Décès d’Abdoulaye Ba à l’UCAD : le SAES accuse l’État et dénonce une violence policière « barbare et impunie »



Le Secrétariat National (SN) du Syndicat des enseignants chercheurs du Sénégal (SAES) souligne avec gravité le décès tragique de M. Abdoulaye Ba, étudiant à la Faculté de Médecine de l’Université Cheikh Anta Diop (UCAD) de Dakar, survenu le lundi 9 février 2026, suite à l’incursion des forces de l’ordre dans le campus social.

Cette mort intervient exactement deux ans après celle de l’étudiant Alpha Yéro Tounkara à l’Université Gaston Berger de Saint-Louis, le 9 février 2024. Le SAES « s’incline respectueusement devant la mémoire du disparu » et présente « ses condoléances à sa famille, à la communauté universitaire et à toute la Nation ».

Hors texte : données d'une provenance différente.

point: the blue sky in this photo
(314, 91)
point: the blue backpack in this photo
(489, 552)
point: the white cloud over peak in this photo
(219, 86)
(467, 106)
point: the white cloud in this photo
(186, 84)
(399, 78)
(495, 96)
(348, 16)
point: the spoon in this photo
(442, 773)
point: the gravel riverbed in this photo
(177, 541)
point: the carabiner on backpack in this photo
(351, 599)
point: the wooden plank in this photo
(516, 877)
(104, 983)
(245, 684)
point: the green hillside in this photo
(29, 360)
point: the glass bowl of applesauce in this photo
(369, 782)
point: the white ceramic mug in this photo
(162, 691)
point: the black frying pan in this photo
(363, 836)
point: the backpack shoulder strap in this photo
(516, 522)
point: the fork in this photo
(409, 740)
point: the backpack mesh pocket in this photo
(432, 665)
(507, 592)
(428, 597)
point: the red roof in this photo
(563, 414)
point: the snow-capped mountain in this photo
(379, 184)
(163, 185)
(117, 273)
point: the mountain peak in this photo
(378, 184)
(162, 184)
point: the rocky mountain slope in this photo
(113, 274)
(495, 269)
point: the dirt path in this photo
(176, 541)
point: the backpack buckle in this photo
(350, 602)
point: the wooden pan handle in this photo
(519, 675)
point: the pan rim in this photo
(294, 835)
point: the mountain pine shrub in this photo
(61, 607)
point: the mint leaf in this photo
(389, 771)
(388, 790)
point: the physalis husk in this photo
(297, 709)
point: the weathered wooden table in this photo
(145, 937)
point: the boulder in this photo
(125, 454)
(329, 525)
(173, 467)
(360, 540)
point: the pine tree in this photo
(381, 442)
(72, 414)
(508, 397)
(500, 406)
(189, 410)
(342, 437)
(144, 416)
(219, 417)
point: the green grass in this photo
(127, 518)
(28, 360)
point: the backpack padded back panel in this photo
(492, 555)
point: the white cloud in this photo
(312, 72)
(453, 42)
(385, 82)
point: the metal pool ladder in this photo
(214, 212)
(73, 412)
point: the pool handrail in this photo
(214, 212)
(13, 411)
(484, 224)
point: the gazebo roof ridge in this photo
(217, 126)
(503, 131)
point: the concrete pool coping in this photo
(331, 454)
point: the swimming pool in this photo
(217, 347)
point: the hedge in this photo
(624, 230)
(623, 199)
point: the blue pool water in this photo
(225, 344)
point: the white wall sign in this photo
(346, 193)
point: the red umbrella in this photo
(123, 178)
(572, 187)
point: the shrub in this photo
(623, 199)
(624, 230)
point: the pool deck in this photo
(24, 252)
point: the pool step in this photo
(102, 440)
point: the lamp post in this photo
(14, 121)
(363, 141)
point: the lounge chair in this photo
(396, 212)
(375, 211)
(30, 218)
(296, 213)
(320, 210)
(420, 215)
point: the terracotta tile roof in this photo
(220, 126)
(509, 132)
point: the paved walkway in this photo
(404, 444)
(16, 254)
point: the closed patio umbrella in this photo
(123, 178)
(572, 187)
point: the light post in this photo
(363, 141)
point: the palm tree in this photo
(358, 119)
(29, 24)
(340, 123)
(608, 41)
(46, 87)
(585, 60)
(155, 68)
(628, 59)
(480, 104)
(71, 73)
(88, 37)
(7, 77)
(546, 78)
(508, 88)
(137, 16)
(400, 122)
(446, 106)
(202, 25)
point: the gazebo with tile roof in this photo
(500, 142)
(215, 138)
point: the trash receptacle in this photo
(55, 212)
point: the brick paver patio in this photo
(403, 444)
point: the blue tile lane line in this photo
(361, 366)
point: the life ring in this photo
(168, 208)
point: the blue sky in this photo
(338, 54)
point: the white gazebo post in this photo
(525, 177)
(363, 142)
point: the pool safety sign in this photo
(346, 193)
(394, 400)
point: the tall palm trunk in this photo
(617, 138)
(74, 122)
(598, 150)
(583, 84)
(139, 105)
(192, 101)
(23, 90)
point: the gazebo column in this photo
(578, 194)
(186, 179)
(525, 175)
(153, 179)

Le syndicat déplore l’usage « disproportionné de la violence aveugle par les forces de l’ordre » et estime que cette tragédie « est le résultat de la mauvaise gestion des crises universitaires » par le gouvernement. Le SAES tient le gouvernement pour responsable et rappelle que la liste des étudiants victimes de violences similaires est longue, citant Balla Gaye (2001), Bassirou Faye (2014), Mouhamadou Fallou Sène (2018), Alpha Yéro Tounkara et Prosper Clédor Senghor (2024).

Dans son communiqué, le syndicat souligne que « toute la lumière doit être faite sur ces tragédies et que les coupables soient identifiés et sanctionnés ». Le SAES rappelle également que dans un communiqué en date du 3 décembre 2025, il avait déjà « invité les étudiants au calme et à l’apaisement », « appelé les forces de l’ordre à la retenue » et interpellé le ministère de l’Enseignement supérieur et le gouvernement pour un « dialogue sincère avec les étudiants ».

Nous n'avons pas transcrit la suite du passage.